O Decreto nº 13.033/2026 foi publicado em uma edição extra do Diário Oficial da União.

De acordo com o Ministério da Fazenda, essa medida foi viabilizada pela aprovação da Lei Antifacção pelo Congresso Nacional. Um dos dispositivos dessa lei é o “perdimento de bens”.

Segundo o ministro da Fazenda, Dario Durigan, desde 2025, a Secretaria de Prêmios e Apostas (SPA) do Ministério da Fazenda solicitou à Agência Nacional de Telecomunicações (Anatel) o bloqueio de quase 50 mil sites de apostas ilegais, operados por cerca de 350 operadores, que também foram bloqueados.

“Esses 350 operadores utilizaram 37 instituições financeiras, principalmente fintechs e instituições de pagamento com baixa supervisão”, explicou Durigan em uma coletiva de imprensa, mencionando que essas instituições foram notificadas por diversos órgãos competentes.

“O que a Lei Antifacção nos permitiu? Um novo documento, que será apurado pela SPA, será enviado diretamente aos bancos e instituições financeiras com ciência do Banco Central. Assim que a instituição financeira receber essa notificação, a obrigação legal entra em vigor, e a instituição deve bloquear todas as contas identificadas por onde passaram recursos dessas apostas ilegais. É um bloqueio administrativo imediato”, detalhou.

Como autoridade reguladora e supervisora das bets, a SPA, ao identificar um operador não autorizado, formalizará a irregularidade por meio de um auto de constatação, que registra e fundamenta a exploração ilegal.

Após a emissão do auto, a secretaria notifica as instituições financeiras e de pagamentos para que bloqueiem, em até 24 horas, os valores existentes em contas relacionadas à empresa irregular e interrompam novas transações.
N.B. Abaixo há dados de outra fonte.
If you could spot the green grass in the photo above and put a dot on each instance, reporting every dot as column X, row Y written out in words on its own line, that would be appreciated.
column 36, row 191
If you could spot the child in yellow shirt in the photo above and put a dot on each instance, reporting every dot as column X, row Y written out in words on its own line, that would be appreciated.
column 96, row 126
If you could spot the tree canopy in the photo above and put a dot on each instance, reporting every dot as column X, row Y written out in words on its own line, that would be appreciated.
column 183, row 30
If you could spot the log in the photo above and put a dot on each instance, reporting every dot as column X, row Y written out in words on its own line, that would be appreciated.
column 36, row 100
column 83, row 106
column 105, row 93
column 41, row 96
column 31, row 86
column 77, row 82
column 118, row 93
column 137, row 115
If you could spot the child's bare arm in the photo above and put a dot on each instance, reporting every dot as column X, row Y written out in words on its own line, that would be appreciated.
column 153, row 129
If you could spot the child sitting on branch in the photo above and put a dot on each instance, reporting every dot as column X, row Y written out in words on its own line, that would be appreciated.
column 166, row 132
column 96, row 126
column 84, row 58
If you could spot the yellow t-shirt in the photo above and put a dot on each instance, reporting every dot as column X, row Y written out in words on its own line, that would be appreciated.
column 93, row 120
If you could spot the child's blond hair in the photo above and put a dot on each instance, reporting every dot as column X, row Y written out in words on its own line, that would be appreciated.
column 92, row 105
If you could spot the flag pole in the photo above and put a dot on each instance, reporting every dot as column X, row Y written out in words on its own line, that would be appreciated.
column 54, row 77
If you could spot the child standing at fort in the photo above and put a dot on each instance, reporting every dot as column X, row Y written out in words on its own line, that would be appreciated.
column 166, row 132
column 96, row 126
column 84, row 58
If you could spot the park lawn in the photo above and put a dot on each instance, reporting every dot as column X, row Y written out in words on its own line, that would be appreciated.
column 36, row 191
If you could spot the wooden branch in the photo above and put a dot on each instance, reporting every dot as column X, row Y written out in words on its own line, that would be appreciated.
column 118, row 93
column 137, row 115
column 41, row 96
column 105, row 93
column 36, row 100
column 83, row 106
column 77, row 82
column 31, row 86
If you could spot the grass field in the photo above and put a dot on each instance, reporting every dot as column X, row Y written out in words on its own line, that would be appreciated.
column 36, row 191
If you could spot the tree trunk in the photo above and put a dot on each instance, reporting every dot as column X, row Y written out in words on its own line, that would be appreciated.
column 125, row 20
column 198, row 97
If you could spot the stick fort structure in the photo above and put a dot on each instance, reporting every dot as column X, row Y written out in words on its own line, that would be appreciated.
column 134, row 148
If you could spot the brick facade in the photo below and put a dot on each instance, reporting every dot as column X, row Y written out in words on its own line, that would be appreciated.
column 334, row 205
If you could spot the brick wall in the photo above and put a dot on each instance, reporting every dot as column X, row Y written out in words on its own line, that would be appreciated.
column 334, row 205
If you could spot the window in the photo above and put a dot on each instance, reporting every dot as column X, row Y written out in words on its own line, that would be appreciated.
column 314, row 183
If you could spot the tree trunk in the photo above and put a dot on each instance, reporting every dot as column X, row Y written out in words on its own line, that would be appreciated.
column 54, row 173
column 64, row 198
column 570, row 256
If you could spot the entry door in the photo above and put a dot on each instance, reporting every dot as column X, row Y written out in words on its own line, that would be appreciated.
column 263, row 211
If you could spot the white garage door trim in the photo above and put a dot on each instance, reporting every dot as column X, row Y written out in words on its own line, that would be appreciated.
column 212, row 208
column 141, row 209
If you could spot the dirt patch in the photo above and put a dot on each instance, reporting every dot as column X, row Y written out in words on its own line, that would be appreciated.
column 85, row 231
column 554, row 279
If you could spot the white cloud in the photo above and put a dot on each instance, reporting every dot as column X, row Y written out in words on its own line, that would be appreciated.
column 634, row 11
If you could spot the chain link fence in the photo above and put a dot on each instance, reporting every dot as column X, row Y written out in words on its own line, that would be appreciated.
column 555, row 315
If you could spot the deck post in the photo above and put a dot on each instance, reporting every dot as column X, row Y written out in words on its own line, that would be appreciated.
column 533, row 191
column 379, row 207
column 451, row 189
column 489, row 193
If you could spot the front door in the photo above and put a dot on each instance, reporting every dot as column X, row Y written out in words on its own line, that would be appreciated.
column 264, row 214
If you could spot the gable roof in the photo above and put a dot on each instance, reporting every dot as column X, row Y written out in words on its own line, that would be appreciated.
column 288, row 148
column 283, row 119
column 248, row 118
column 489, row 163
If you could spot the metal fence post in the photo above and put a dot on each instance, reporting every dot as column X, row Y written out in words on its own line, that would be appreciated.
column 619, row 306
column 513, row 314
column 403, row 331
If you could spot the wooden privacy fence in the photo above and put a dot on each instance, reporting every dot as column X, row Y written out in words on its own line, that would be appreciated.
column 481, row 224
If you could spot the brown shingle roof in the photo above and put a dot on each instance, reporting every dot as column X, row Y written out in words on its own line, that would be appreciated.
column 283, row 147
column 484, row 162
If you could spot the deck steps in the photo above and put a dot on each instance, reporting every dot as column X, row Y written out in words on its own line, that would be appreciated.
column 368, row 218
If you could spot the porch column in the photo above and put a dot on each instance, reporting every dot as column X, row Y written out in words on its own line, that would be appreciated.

As instituições devem reportar o cumprimento da medida em até 48 horas.

O Banco Central também será comunicado simultaneamente para supervisionar a execução. Uma resolução do Conselho Monetário Nacional (CMN) regulamentará os procedimentos operacionais de bloqueio das contas e dos valores.

Já a instauração e a condução dos processos administrativos caberão à Secretaria Nacional de Segurança Pública (Senasp), do Ministério da Justiça e Segurança Pública, que notificará a parte envolvida para apresentar defesa. Durante o processo, podem ser realizadas diligências e requisições de documentos e informações a instituições financeiras e entidades públicas.

A Senasp também adotará as medidas necessárias para a instrução do processo, incluindo a produção de provas para o esclarecimento dos fatos, observando o contraditório e a ampla defesa.

Após a decisão administrativa final que declara o cabimento do perdimento de bens, o Ministério da Justiça e Segurança Pública remeterá os autos à Advocacia-Geral da União (AGU) com os elementos necessários ao ajuizamento da ação judicial. Após a abertura da ação, os valores bloqueados serão convertidos, então, em depósito judicial para que permaneçam à disposição do resultado da ação.

Responsabilidade solidária

Nesta quinta-feira (18), o Ministério da Fazenda também publicou a Portaria nº 1.766/2026, que regulamenta a responsabilidade tributária solidária das instituições financeiras que derem movimentação a recursos de bets ilegais.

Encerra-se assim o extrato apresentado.